14. The carbon dioxide reduction electrode according to claim 13, further comprising a support for the modified metal complex.

15. The carbon dioxide reduction electrode according to claim 14, further comprising an ion conductor.

16. A carbon dioxide reduction device comprising: an oxidation electrode; a carbon dioxide reduction electrode according to any one of claims 13 to 15; a membrane separating the oxidation electrode and the carbon dioxide reduction electrode; an electrolyte; and a power supply connected to the oxidation electrode and the carbon dioxide reduction electrode.
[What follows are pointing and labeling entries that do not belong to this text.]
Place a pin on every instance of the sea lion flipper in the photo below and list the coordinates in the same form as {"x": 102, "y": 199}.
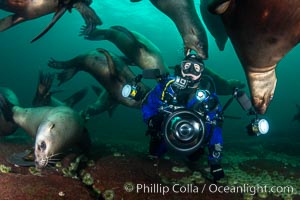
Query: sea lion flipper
{"x": 97, "y": 90}
{"x": 110, "y": 62}
{"x": 76, "y": 97}
{"x": 66, "y": 75}
{"x": 6, "y": 108}
{"x": 9, "y": 21}
{"x": 55, "y": 18}
{"x": 90, "y": 17}
{"x": 130, "y": 35}
{"x": 43, "y": 94}
{"x": 218, "y": 6}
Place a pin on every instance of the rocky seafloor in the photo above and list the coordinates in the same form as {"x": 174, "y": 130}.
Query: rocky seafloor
{"x": 125, "y": 171}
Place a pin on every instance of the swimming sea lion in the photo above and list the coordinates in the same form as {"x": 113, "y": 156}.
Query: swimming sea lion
{"x": 8, "y": 127}
{"x": 214, "y": 24}
{"x": 26, "y": 10}
{"x": 262, "y": 32}
{"x": 44, "y": 97}
{"x": 135, "y": 46}
{"x": 186, "y": 19}
{"x": 108, "y": 69}
{"x": 55, "y": 129}
{"x": 147, "y": 55}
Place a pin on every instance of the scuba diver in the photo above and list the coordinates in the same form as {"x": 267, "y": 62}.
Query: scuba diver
{"x": 181, "y": 90}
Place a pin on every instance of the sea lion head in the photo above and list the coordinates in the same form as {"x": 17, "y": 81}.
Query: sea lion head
{"x": 45, "y": 144}
{"x": 192, "y": 42}
{"x": 262, "y": 87}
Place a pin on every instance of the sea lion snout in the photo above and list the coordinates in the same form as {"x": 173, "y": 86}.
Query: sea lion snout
{"x": 262, "y": 86}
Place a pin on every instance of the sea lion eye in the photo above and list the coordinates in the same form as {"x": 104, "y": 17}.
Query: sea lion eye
{"x": 42, "y": 146}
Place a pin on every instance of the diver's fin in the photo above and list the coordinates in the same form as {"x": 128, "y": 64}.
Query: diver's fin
{"x": 89, "y": 15}
{"x": 76, "y": 97}
{"x": 6, "y": 108}
{"x": 55, "y": 18}
{"x": 10, "y": 21}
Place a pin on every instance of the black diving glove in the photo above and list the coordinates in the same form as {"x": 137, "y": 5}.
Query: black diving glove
{"x": 217, "y": 172}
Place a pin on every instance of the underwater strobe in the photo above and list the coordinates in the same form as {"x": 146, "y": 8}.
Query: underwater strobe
{"x": 184, "y": 130}
{"x": 257, "y": 126}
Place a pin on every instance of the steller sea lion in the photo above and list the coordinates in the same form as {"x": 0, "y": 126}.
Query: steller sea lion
{"x": 8, "y": 127}
{"x": 55, "y": 129}
{"x": 214, "y": 25}
{"x": 187, "y": 21}
{"x": 262, "y": 32}
{"x": 147, "y": 55}
{"x": 26, "y": 10}
{"x": 135, "y": 46}
{"x": 108, "y": 69}
{"x": 43, "y": 96}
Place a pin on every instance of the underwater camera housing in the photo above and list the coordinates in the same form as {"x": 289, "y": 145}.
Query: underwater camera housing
{"x": 183, "y": 128}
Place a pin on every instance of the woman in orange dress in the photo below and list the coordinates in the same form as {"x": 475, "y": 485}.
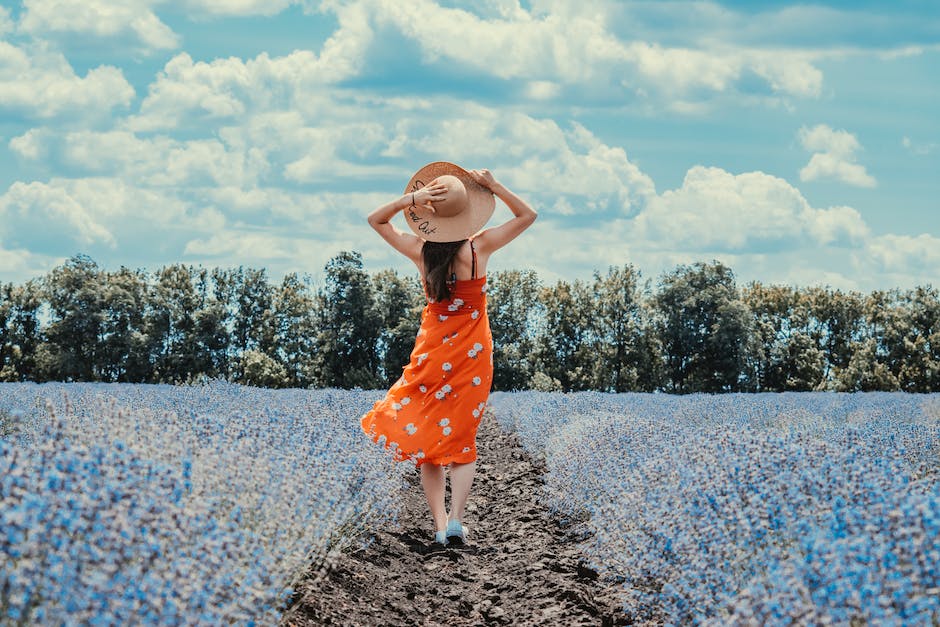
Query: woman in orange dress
{"x": 431, "y": 414}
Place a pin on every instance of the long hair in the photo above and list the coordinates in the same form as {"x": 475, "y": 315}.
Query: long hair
{"x": 438, "y": 258}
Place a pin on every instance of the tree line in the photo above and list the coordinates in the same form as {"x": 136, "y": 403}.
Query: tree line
{"x": 696, "y": 330}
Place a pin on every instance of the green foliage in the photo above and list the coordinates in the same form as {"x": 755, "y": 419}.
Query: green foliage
{"x": 261, "y": 370}
{"x": 512, "y": 304}
{"x": 704, "y": 329}
{"x": 697, "y": 332}
{"x": 348, "y": 326}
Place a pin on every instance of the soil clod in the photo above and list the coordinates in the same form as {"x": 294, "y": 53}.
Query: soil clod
{"x": 518, "y": 568}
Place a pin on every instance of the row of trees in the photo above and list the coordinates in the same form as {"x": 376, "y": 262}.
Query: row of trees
{"x": 697, "y": 331}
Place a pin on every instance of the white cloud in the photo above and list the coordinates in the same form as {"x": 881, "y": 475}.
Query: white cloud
{"x": 31, "y": 144}
{"x": 239, "y": 7}
{"x": 228, "y": 89}
{"x": 44, "y": 85}
{"x": 561, "y": 168}
{"x": 99, "y": 18}
{"x": 97, "y": 213}
{"x": 19, "y": 263}
{"x": 904, "y": 253}
{"x": 575, "y": 46}
{"x": 31, "y": 209}
{"x": 834, "y": 156}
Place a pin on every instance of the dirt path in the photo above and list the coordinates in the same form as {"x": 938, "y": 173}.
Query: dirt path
{"x": 519, "y": 567}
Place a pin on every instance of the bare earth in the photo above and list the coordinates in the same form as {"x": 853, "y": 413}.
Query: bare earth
{"x": 520, "y": 567}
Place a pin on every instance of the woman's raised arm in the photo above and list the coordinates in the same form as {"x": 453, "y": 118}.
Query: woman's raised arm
{"x": 489, "y": 240}
{"x": 407, "y": 244}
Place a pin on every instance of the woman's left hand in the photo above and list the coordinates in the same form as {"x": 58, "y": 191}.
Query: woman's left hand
{"x": 429, "y": 194}
{"x": 485, "y": 178}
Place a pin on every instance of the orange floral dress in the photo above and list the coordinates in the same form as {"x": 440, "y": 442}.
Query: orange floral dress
{"x": 431, "y": 414}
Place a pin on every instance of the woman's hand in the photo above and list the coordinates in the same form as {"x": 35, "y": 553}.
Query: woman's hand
{"x": 485, "y": 178}
{"x": 429, "y": 194}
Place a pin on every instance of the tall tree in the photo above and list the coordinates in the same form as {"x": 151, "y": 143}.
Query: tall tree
{"x": 783, "y": 355}
{"x": 512, "y": 305}
{"x": 294, "y": 324}
{"x": 124, "y": 346}
{"x": 72, "y": 351}
{"x": 703, "y": 328}
{"x": 837, "y": 323}
{"x": 626, "y": 341}
{"x": 171, "y": 326}
{"x": 564, "y": 341}
{"x": 348, "y": 325}
{"x": 398, "y": 302}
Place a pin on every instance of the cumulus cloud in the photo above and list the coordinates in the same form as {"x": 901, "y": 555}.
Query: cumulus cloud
{"x": 42, "y": 84}
{"x": 570, "y": 170}
{"x": 18, "y": 263}
{"x": 573, "y": 45}
{"x": 99, "y": 18}
{"x": 921, "y": 149}
{"x": 224, "y": 90}
{"x": 834, "y": 156}
{"x": 717, "y": 210}
{"x": 41, "y": 216}
{"x": 6, "y": 22}
{"x": 905, "y": 253}
{"x": 65, "y": 215}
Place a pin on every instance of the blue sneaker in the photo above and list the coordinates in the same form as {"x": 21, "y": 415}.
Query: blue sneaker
{"x": 456, "y": 532}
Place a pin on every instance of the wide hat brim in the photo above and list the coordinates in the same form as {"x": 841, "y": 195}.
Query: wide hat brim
{"x": 435, "y": 228}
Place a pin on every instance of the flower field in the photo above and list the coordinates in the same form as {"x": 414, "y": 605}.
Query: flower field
{"x": 150, "y": 504}
{"x": 204, "y": 504}
{"x": 748, "y": 509}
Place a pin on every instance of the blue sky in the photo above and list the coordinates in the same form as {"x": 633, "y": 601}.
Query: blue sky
{"x": 798, "y": 143}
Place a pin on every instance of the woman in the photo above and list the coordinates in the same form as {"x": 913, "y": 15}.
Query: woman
{"x": 431, "y": 414}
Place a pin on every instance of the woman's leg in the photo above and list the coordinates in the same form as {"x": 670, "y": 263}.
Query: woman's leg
{"x": 461, "y": 478}
{"x": 432, "y": 478}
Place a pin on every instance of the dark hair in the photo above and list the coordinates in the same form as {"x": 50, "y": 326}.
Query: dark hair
{"x": 438, "y": 258}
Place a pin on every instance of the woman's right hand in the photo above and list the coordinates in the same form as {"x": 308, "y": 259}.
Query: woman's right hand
{"x": 430, "y": 194}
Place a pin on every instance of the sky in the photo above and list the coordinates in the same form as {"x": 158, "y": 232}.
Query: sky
{"x": 798, "y": 143}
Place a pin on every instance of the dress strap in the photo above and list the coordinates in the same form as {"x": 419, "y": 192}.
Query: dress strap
{"x": 473, "y": 268}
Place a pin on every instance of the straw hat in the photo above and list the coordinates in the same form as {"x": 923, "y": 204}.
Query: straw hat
{"x": 466, "y": 209}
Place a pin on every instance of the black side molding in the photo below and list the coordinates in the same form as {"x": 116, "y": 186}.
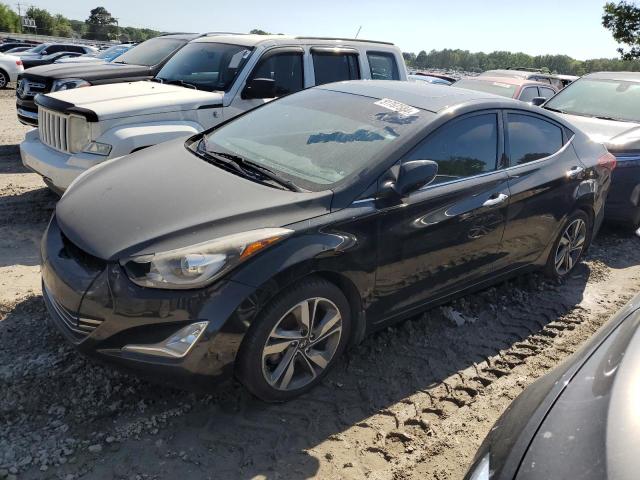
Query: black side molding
{"x": 64, "y": 107}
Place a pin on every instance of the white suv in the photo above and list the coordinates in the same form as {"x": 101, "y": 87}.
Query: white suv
{"x": 212, "y": 79}
{"x": 10, "y": 67}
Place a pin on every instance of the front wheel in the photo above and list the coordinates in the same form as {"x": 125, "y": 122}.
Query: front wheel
{"x": 293, "y": 343}
{"x": 569, "y": 246}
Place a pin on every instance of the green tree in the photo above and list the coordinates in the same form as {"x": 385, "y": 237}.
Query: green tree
{"x": 45, "y": 23}
{"x": 623, "y": 20}
{"x": 9, "y": 20}
{"x": 100, "y": 25}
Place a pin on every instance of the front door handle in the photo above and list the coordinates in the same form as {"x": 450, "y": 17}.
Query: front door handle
{"x": 575, "y": 172}
{"x": 496, "y": 200}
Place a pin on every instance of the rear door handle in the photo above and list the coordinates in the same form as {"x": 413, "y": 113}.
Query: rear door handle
{"x": 575, "y": 172}
{"x": 496, "y": 200}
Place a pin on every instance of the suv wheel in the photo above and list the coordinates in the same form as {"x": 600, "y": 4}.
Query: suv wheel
{"x": 292, "y": 344}
{"x": 569, "y": 246}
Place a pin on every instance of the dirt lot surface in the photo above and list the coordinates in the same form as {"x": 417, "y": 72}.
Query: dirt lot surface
{"x": 412, "y": 402}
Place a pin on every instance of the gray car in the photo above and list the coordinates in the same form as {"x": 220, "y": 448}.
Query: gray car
{"x": 580, "y": 421}
{"x": 606, "y": 106}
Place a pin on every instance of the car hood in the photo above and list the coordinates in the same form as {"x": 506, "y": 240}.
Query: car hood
{"x": 89, "y": 71}
{"x": 593, "y": 432}
{"x": 118, "y": 100}
{"x": 166, "y": 197}
{"x": 615, "y": 135}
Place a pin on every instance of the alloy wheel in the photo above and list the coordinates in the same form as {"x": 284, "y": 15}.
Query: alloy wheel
{"x": 570, "y": 246}
{"x": 302, "y": 344}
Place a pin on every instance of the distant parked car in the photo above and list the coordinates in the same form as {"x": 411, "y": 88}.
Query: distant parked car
{"x": 262, "y": 247}
{"x": 142, "y": 62}
{"x": 48, "y": 49}
{"x": 30, "y": 62}
{"x": 606, "y": 106}
{"x": 429, "y": 79}
{"x": 527, "y": 74}
{"x": 103, "y": 56}
{"x": 580, "y": 421}
{"x": 511, "y": 87}
{"x": 211, "y": 80}
{"x": 10, "y": 68}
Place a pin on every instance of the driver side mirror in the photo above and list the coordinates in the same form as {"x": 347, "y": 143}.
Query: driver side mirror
{"x": 260, "y": 88}
{"x": 412, "y": 176}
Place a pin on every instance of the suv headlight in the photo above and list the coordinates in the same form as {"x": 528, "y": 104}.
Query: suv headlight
{"x": 199, "y": 265}
{"x": 78, "y": 133}
{"x": 68, "y": 84}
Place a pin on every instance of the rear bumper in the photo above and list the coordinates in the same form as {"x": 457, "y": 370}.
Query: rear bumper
{"x": 623, "y": 202}
{"x": 99, "y": 310}
{"x": 58, "y": 169}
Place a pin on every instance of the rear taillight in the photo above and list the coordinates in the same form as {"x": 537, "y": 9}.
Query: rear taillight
{"x": 608, "y": 160}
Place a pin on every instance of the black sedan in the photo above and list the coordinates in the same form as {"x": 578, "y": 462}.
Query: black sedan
{"x": 580, "y": 420}
{"x": 267, "y": 245}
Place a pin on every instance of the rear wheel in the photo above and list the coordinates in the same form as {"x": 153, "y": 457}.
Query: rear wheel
{"x": 4, "y": 79}
{"x": 293, "y": 343}
{"x": 569, "y": 246}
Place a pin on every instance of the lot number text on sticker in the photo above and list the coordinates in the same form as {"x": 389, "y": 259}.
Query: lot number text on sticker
{"x": 402, "y": 108}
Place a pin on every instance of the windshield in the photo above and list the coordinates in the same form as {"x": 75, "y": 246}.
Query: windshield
{"x": 151, "y": 52}
{"x": 110, "y": 53}
{"x": 39, "y": 48}
{"x": 616, "y": 99}
{"x": 497, "y": 88}
{"x": 205, "y": 65}
{"x": 318, "y": 138}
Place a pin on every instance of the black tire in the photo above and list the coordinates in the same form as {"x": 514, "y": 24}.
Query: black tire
{"x": 551, "y": 269}
{"x": 4, "y": 80}
{"x": 250, "y": 369}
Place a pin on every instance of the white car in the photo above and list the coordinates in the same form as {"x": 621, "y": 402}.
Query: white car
{"x": 212, "y": 79}
{"x": 10, "y": 67}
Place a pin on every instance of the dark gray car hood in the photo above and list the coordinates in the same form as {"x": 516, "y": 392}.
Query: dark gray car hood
{"x": 166, "y": 197}
{"x": 615, "y": 135}
{"x": 593, "y": 430}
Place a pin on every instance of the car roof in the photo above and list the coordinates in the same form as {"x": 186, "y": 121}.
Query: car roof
{"x": 628, "y": 76}
{"x": 252, "y": 40}
{"x": 430, "y": 97}
{"x": 509, "y": 80}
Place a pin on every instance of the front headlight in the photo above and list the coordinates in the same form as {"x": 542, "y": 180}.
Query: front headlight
{"x": 199, "y": 265}
{"x": 78, "y": 133}
{"x": 482, "y": 471}
{"x": 68, "y": 84}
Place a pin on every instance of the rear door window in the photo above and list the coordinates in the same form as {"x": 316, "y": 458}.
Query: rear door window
{"x": 335, "y": 67}
{"x": 546, "y": 92}
{"x": 531, "y": 138}
{"x": 462, "y": 148}
{"x": 528, "y": 94}
{"x": 383, "y": 66}
{"x": 285, "y": 68}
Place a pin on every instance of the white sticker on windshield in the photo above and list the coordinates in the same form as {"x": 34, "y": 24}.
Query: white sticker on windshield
{"x": 402, "y": 108}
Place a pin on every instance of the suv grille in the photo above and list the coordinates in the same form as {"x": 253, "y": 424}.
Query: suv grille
{"x": 52, "y": 128}
{"x": 79, "y": 327}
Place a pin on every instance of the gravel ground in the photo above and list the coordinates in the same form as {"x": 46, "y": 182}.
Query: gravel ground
{"x": 411, "y": 402}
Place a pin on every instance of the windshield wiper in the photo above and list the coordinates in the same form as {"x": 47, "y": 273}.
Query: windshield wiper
{"x": 255, "y": 167}
{"x": 182, "y": 83}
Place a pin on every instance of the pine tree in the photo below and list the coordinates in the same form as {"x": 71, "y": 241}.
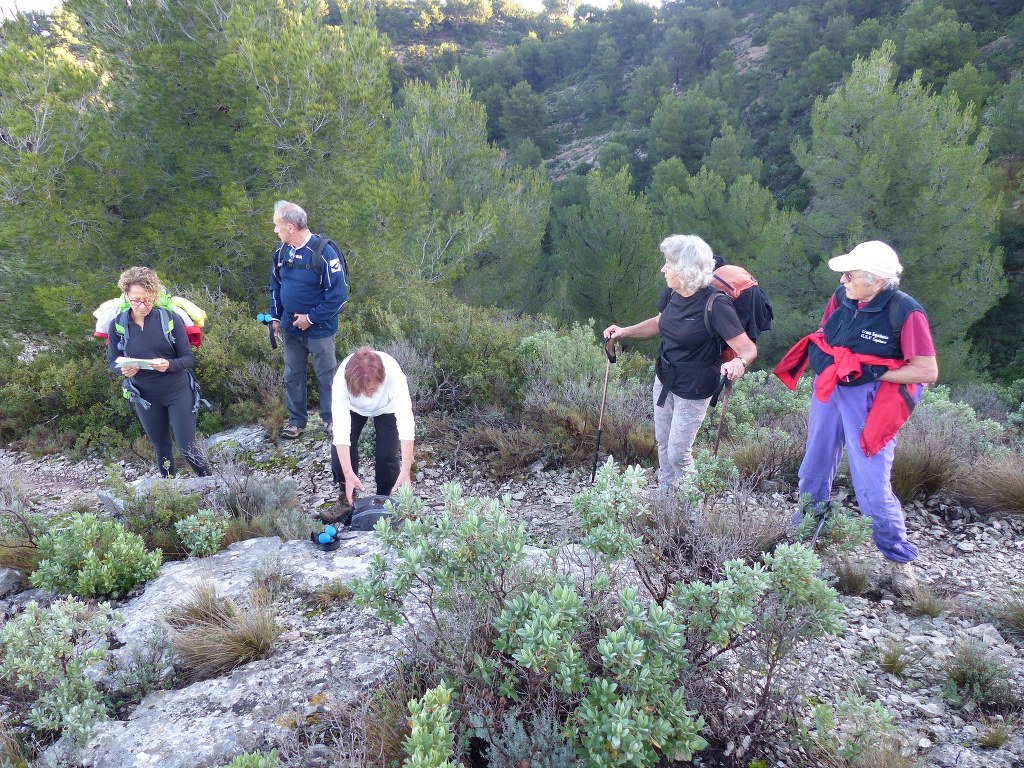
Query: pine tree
{"x": 894, "y": 162}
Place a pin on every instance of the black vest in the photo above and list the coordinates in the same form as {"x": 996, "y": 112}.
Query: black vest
{"x": 873, "y": 329}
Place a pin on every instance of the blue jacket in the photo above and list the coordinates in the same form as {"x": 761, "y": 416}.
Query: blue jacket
{"x": 297, "y": 289}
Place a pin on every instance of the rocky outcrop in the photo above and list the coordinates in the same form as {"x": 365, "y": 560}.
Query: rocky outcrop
{"x": 321, "y": 662}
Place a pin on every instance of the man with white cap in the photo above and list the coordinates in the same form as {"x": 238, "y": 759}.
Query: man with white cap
{"x": 872, "y": 355}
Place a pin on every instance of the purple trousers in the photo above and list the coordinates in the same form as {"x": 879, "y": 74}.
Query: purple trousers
{"x": 839, "y": 423}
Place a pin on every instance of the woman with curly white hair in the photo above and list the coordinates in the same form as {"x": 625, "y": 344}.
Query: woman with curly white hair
{"x": 689, "y": 360}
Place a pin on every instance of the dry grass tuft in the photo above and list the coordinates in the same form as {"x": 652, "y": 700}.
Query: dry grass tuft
{"x": 214, "y": 635}
{"x": 773, "y": 456}
{"x": 888, "y": 753}
{"x": 995, "y": 485}
{"x": 852, "y": 577}
{"x": 993, "y": 732}
{"x": 924, "y": 464}
{"x": 336, "y": 592}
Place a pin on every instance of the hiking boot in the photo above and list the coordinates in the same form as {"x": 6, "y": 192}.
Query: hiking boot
{"x": 902, "y": 578}
{"x": 340, "y": 512}
{"x": 291, "y": 432}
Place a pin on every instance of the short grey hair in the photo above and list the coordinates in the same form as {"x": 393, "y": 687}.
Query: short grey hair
{"x": 291, "y": 214}
{"x": 891, "y": 283}
{"x": 690, "y": 258}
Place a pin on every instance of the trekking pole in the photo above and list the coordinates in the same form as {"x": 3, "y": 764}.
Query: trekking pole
{"x": 724, "y": 388}
{"x": 822, "y": 513}
{"x": 267, "y": 321}
{"x": 609, "y": 351}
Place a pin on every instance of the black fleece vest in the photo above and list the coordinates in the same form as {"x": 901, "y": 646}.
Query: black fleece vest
{"x": 873, "y": 329}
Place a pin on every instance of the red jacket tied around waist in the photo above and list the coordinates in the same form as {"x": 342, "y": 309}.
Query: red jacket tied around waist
{"x": 892, "y": 406}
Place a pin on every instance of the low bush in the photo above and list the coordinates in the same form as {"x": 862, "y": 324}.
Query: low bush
{"x": 154, "y": 513}
{"x": 430, "y": 741}
{"x": 850, "y": 729}
{"x": 213, "y": 635}
{"x": 203, "y": 534}
{"x": 636, "y": 675}
{"x": 844, "y": 529}
{"x": 93, "y": 558}
{"x": 44, "y": 654}
{"x": 938, "y": 443}
{"x": 146, "y": 667}
{"x": 64, "y": 398}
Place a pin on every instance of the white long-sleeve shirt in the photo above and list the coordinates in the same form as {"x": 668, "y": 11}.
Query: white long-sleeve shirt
{"x": 391, "y": 397}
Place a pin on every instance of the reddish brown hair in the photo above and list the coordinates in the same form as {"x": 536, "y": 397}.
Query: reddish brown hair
{"x": 364, "y": 372}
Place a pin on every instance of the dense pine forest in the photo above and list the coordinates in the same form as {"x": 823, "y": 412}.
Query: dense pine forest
{"x": 494, "y": 172}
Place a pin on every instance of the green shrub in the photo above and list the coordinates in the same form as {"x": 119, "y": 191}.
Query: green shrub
{"x": 153, "y": 514}
{"x": 592, "y": 645}
{"x": 844, "y": 529}
{"x": 44, "y": 652}
{"x": 146, "y": 667}
{"x": 473, "y": 350}
{"x": 430, "y": 742}
{"x": 849, "y": 729}
{"x": 93, "y": 558}
{"x": 202, "y": 534}
{"x": 564, "y": 388}
{"x": 65, "y": 396}
{"x": 214, "y": 635}
{"x": 256, "y": 760}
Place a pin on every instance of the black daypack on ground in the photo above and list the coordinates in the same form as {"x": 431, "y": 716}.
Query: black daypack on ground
{"x": 368, "y": 510}
{"x": 316, "y": 261}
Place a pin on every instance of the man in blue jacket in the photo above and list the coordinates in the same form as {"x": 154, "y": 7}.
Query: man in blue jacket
{"x": 306, "y": 295}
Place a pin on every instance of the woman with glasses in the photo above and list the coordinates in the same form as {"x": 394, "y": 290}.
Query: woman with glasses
{"x": 148, "y": 346}
{"x": 872, "y": 354}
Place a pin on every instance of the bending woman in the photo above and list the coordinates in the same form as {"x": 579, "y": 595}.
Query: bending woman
{"x": 689, "y": 364}
{"x": 165, "y": 395}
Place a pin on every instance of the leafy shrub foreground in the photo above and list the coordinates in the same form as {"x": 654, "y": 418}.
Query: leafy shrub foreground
{"x": 93, "y": 558}
{"x": 635, "y": 678}
{"x": 44, "y": 654}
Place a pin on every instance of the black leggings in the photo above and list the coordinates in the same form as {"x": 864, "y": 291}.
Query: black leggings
{"x": 387, "y": 462}
{"x": 169, "y": 411}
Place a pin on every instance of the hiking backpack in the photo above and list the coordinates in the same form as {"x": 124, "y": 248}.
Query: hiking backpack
{"x": 752, "y": 303}
{"x": 316, "y": 261}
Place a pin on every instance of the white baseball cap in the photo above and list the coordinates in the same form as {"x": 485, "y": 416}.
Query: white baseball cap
{"x": 875, "y": 257}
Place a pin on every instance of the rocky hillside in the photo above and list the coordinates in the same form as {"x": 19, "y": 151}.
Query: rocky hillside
{"x": 328, "y": 656}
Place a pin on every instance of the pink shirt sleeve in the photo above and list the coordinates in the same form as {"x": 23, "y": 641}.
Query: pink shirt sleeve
{"x": 915, "y": 338}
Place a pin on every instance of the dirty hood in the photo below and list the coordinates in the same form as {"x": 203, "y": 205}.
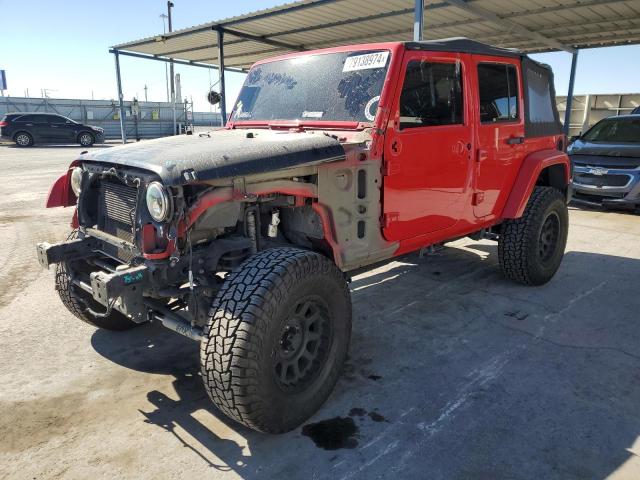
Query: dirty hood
{"x": 221, "y": 154}
{"x": 602, "y": 149}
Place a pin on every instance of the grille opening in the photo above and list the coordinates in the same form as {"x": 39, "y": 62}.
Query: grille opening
{"x": 117, "y": 213}
{"x": 606, "y": 180}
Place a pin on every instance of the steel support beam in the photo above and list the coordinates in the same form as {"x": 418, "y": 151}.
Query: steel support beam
{"x": 172, "y": 74}
{"x": 260, "y": 39}
{"x": 418, "y": 20}
{"x": 572, "y": 78}
{"x": 123, "y": 134}
{"x": 188, "y": 63}
{"x": 508, "y": 24}
{"x": 223, "y": 93}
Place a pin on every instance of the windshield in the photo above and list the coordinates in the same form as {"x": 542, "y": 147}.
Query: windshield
{"x": 615, "y": 130}
{"x": 342, "y": 86}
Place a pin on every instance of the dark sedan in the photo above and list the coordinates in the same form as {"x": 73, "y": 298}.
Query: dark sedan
{"x": 25, "y": 129}
{"x": 606, "y": 162}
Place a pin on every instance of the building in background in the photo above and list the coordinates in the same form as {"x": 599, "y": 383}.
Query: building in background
{"x": 142, "y": 119}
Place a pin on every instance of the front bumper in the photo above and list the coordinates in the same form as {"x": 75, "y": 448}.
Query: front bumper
{"x": 606, "y": 186}
{"x": 121, "y": 289}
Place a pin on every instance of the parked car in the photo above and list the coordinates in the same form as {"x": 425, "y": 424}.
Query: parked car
{"x": 606, "y": 163}
{"x": 27, "y": 129}
{"x": 244, "y": 238}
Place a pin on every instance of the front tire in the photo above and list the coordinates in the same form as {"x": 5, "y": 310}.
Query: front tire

17. Modified metal complex obtained from a mixture containing a polynuclear metal complex represented by the following formula (6). (In formula (6), R 22 ~R 26 R represents a hydrogen atom or substituent, and there are multiple R 22 ~R 26 These can be the same or different, and the two adjacent Rs 22 Two adjacent Rs 23 Two adjacent Rs 24 Two adjacent Rs 26 R, both adjacent to each other 25 and R 26 The atoms may bond to each other to form a ring structure, M represents a cobalt atom, a nickel atom, or a zinc atom, and multiple M atoms may be the same or different, X is a counterion or neutral molecule, b is a non-negative integer, and if there are multiple X atoms, each X atom may be the same or different.

18. The modified metal complex according to claim 17, wherein the mixture further comprises a conductive material.

19. Modified metal complex obtained from a mixture containing a polynuclear metal complex represented by the following formula (10). (In formula (10), R represents a hydrogen atom or a substituent, and any multiple Rs may be the same or different, and two adjacent Rs may be bonded to each other to form a ring structure, R 3 and R 4 R represents a hydrogen atom or substituent, and there are multiple R 3 These can be the same or different, and the two adjacent Rs 3 R adjacent to each other 3 and R 4 They may bond to each other to form a ring structure, Q 1 and Q 2 The formula is as follows (Q a ) or formula (Q b ) represents a monovalent group, where M represents a cobalt atom, nickel atom, or zinc atom, a is an integer from 2 to 4, and multiple Ms may be the same or different, X is a counterion or neutral molecule, b is an integer of 0 or more, and if there are multiple Xs, each X may be the same or different, and O is an oxygen atom that is bonded to at least one M. (Formula (Q a ) and (Q b ) Medium, R q R represents a hydrogen atom or substituent, and there are multiple R q These can be the same or different, and the two adjacent Rs q These elements may bond to each other to form a ring structure, and * represents a bonding hand.

20. The modified metal complex according to claim 19, wherein the mixture further comprises a conductive material.

21. A method for producing carbon monoxide, comprising reacting carbon dioxide with water in the presence of a modified metal complex obtained from a mixture containing a polynuclear metal complex and a conductive material, wherein the polynuclear metal complex contains at least one metal atom selected from the group consisting of cobalt atoms, nickel atoms, and zinc atoms, and the distance between the metal atoms calculated by density functional theory is less than 3.18 Å.

22. The method for producing carbon monoxide according to claim 21, wherein the polynuclear metal complex is a polynuclear metal complex in which one metal atom and two oxygen atoms are coordinately bonded.